Twelve banks in Australia are facing this class action, and it is bound to be an awkward one. My bank charges me something in the vicinity of $30 if I become overdrawn. Is this fee obscene when I only become overdrawn because I have a credit balance of $3 the day my monthly account keeping fee of $6 is charged to my account, sending me into the red by $3 ($33 in the red post-fee)?

The argument against penalties is that there is no legal basis for a bank, or anybody else, to claim 'penalties' over and above the value of 'liquidated damages' – the damages incurred by the bank as a result of my default.

In my case, there is simply no way that the bank can say it has incurred anything like the $30 it is charging me in expenses to recover the $3 I initially went into the red for. For the banks to try and justify 'damages' purely on the basis of cost is surely going to be a stretch.

Perhaps the banks might try to argue that it is the potential loss, both in terms of operational expenses and capital, that they are providing for – back to the casino analogy. The wins pay for the losses – sort of.

In my case, it could not have cost them more than about 3 cents to recover the $3 I was overdrawn, making the bank a profit of $29.97 on the fee charged. However, should my recalcitrance have persisted, their operational expenses would have escalated – say for example if someone should have to review my file and make a telephone call urging me to bring the account back in to line. And who knows, in the end, they might have even had to write off some capital – again, in my case $3 – assuming they had not accrued the penalties.
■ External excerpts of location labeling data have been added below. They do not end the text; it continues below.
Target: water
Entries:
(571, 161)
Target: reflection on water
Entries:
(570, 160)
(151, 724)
But in many cases, there is much more than this amount.

But ironically, the firm running the class action stands to keep 25 per cent of the loot in the event the banks lose. So, if the courts award damages in the order of $400 million (the figure reported yesterday, but speculation over 'billions' of dollars is not without foundation), then the litigation fund keeps $100 million, less costs – thereby appropriating some of the bank's presumably ill-gotten gains for themselves.

The litigation fund's defence for its slice of the cake, of course, is that it will be risking the capital of its investors in meeting the costs of running that action. But don't the banks put the capital of their investors at risk as well? There is a modicum of hypocrisy in this at least, surely?

The fact that banks have started dropping exception fees of their own volition this year is proof in itself that you can't defend the indefensible, and I am certainly not defending the banks.

In the words of Johnny Rotten, "no one's innocent”. Why is it that on one phone plan my phone bill this month could be $1,500, but on another it is $120 (capped) for identical usage? How do they justify that on a 'cost' basis? They can't, except by using the casino analogy.

If this one gets up, I dare say Financial Redress and its funder, IMF, will find proved and probable opportunities worthy of drilling well beyond the boundaries of financial services.

In this particular case however, Australian society might ask itself this question: if the banks are guilty of being exception fee brigands, is justice and the process of compensation best executed by the state (say via the ombudsman some other regulatory authority), or as a community, are we better served by leaving justice in these matters to bounty hunters?

Nick Samios is the managing director of commercial non-bank financiers Hermes Capital Partners, and a casual academic at the Graduate School of Business – UTS.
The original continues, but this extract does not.